著者<知念実希人>は現役医師として活動、ベストセラーを実写化したテレビドラマ『祈りのカルテ 研修医の謎解き診察記録』が10月8日より日本テレビ系で放送が始まります。

本書『生命の略奪者』は、文庫書下ろし作品として2022年9月1日に発売され、「天久鷹央の事件カルテ」シリーズとして13作目に当たります。
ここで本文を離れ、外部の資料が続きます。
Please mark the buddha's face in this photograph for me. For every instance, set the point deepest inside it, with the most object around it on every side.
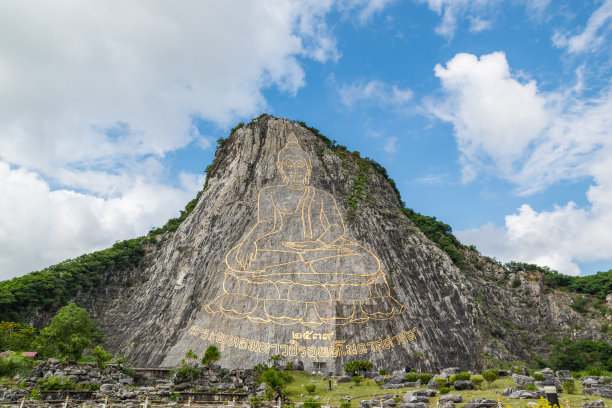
(295, 169)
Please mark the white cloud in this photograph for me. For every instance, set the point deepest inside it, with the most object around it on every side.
(477, 12)
(453, 10)
(593, 35)
(374, 92)
(41, 226)
(511, 130)
(494, 115)
(477, 24)
(95, 94)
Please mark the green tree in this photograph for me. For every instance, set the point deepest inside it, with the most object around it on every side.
(353, 367)
(102, 356)
(68, 334)
(211, 355)
(274, 378)
(490, 376)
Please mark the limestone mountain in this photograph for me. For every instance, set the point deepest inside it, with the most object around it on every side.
(298, 247)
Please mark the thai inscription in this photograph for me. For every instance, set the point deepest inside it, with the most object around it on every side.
(296, 265)
(337, 348)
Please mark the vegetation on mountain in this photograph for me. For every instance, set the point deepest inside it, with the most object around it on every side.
(69, 333)
(599, 284)
(579, 355)
(53, 287)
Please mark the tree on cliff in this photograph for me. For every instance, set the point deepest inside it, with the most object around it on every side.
(68, 334)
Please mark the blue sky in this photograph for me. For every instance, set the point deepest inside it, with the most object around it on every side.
(493, 116)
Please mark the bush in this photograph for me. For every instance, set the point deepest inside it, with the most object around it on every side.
(490, 376)
(441, 382)
(425, 378)
(35, 394)
(462, 376)
(274, 378)
(412, 377)
(15, 365)
(187, 371)
(55, 383)
(129, 371)
(569, 388)
(311, 403)
(102, 357)
(595, 371)
(211, 355)
(477, 380)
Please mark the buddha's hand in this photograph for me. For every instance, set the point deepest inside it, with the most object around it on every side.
(247, 254)
(305, 245)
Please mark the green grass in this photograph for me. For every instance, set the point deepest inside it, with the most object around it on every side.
(369, 390)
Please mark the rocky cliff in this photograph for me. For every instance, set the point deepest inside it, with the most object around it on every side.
(299, 249)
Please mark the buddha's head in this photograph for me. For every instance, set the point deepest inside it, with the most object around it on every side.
(293, 163)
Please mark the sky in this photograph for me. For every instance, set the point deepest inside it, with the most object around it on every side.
(493, 116)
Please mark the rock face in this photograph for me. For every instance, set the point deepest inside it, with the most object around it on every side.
(304, 250)
(337, 272)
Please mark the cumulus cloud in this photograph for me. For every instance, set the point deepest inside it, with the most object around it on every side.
(95, 94)
(592, 37)
(374, 92)
(508, 128)
(42, 226)
(494, 115)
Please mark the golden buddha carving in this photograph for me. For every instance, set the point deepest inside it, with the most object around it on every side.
(296, 265)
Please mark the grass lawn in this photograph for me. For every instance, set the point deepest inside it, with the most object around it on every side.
(369, 390)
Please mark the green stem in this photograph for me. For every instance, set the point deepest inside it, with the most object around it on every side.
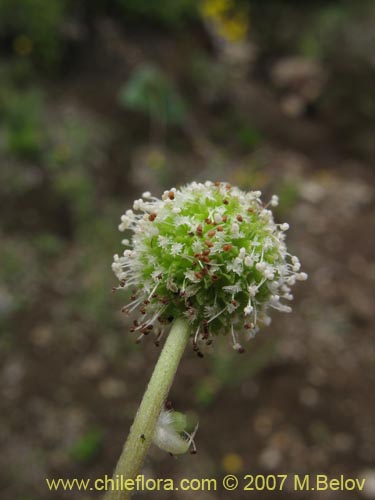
(143, 428)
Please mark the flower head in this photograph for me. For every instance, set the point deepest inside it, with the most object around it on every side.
(209, 252)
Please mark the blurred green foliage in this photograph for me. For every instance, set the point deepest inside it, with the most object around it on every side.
(149, 90)
(165, 12)
(87, 446)
(34, 28)
(21, 113)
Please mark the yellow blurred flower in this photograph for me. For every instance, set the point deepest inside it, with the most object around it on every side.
(230, 21)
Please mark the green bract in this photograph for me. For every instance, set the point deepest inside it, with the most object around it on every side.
(209, 252)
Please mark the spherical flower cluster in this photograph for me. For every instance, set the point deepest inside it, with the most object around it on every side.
(208, 252)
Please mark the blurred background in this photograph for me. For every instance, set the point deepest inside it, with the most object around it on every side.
(101, 100)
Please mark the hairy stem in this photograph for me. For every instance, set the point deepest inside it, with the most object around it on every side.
(143, 428)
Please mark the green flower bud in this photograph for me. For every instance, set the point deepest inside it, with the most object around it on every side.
(208, 252)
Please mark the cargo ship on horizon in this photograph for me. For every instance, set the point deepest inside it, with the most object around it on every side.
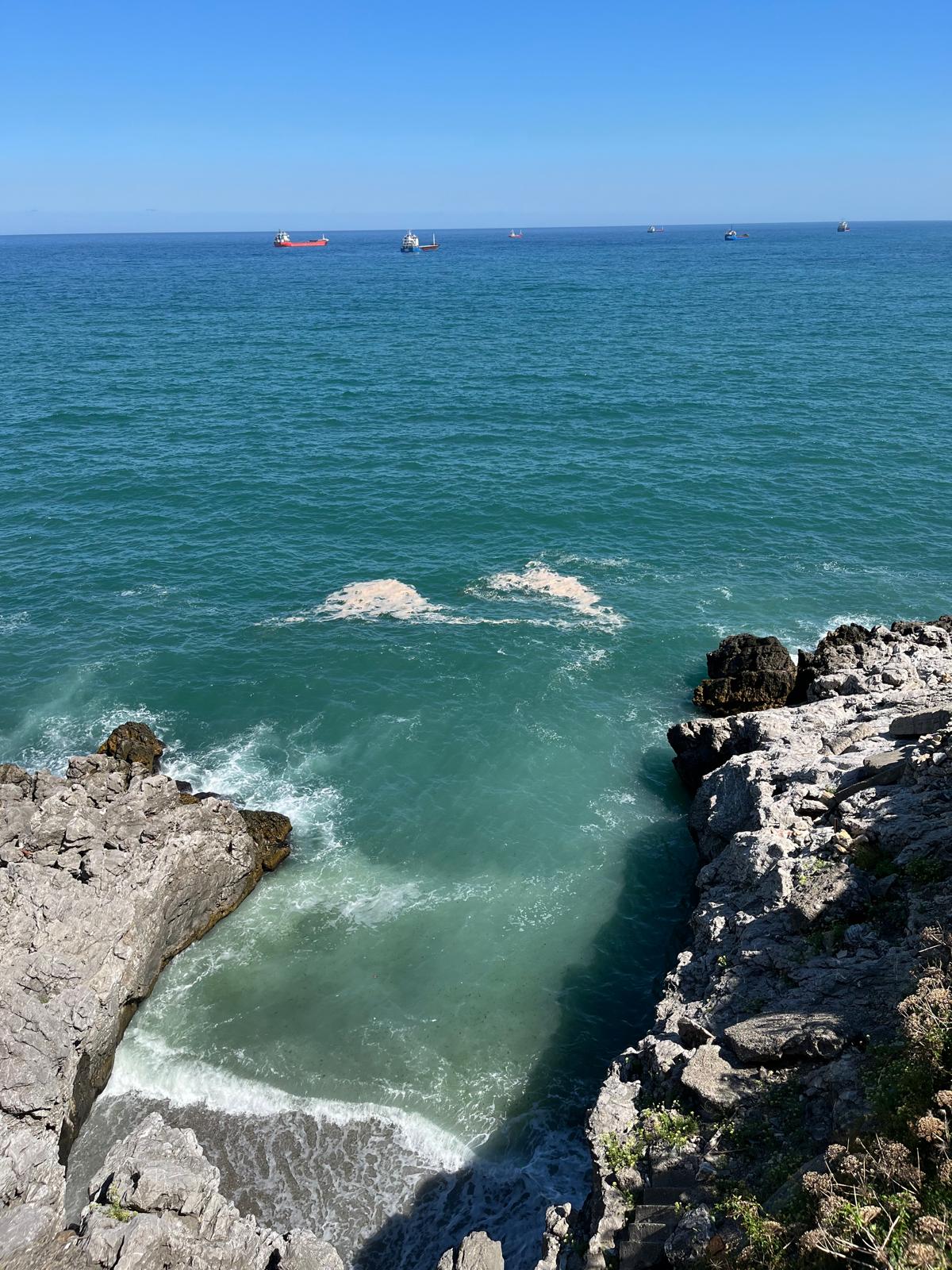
(283, 239)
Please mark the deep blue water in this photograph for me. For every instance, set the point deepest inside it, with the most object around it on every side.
(568, 465)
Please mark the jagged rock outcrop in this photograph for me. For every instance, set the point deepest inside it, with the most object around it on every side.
(105, 876)
(155, 1203)
(476, 1253)
(135, 743)
(747, 672)
(825, 832)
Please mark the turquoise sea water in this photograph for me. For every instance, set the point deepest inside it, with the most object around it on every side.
(565, 467)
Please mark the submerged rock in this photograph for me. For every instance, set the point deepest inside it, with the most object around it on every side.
(476, 1253)
(747, 672)
(827, 832)
(133, 743)
(155, 1203)
(271, 832)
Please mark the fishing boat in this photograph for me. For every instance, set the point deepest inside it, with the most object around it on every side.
(283, 239)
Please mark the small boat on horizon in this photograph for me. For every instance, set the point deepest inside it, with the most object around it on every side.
(283, 239)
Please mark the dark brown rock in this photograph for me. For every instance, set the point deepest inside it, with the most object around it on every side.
(747, 672)
(133, 743)
(837, 651)
(271, 832)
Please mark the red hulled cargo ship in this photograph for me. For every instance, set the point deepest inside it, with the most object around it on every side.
(283, 239)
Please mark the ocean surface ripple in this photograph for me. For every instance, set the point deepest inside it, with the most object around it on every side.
(427, 552)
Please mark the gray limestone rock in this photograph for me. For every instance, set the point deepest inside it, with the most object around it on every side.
(922, 723)
(800, 946)
(715, 1081)
(689, 1242)
(476, 1253)
(782, 1038)
(106, 874)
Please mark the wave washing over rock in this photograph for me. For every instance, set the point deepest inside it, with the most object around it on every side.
(106, 874)
(389, 597)
(790, 1105)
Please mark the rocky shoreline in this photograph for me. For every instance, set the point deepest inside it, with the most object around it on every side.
(800, 1052)
(106, 874)
(790, 1105)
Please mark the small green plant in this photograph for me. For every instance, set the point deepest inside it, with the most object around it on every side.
(873, 859)
(114, 1208)
(924, 872)
(812, 868)
(763, 1235)
(668, 1126)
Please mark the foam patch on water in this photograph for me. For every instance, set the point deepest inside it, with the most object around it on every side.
(385, 597)
(155, 1071)
(54, 740)
(539, 581)
(257, 768)
(389, 597)
(10, 622)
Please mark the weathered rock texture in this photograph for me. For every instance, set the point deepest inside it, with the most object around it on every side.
(105, 876)
(825, 832)
(747, 673)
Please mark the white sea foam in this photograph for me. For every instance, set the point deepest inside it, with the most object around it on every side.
(594, 562)
(149, 591)
(539, 581)
(155, 1071)
(257, 768)
(382, 597)
(10, 622)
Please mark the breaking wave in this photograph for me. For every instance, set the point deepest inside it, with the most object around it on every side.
(539, 581)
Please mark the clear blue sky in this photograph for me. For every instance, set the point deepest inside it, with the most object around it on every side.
(216, 114)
シリーズ6作目の『幻影の手術室』を読んでいますが、あまりいい印象ではありませんでした。現役医師としての医学的要素のミスイェリーを求めすぎていたかもしれません。ギャグ的な作品としてみれば、それなりなのかもしれません。

東京から新横浜へと向かう新幹線の中で、移植のための心臓を運んでいたコーディネーターが襲撃され、臓器が奪われてしまいます。さらに、腎臓が盗まれるという同様の事件が天医会総合病院でも発生します。
心臓、肺、肝臓、腎臓。臓器の移動の最中、死者の臓器提供の願いを踏みにじられる事件が連続して起こりますが、いったい誰が、何の目的なのか。
天医会総合病院の副院長の「天久鷹央」は、部下である「小鳥遊優」と研修医「鴻ノ池舞」と真相解明に乗り出しますが、その背景には思いもよらぬものでした。

エジプト考古学が絡み、意外な分野での展開、評価は少し上がりました。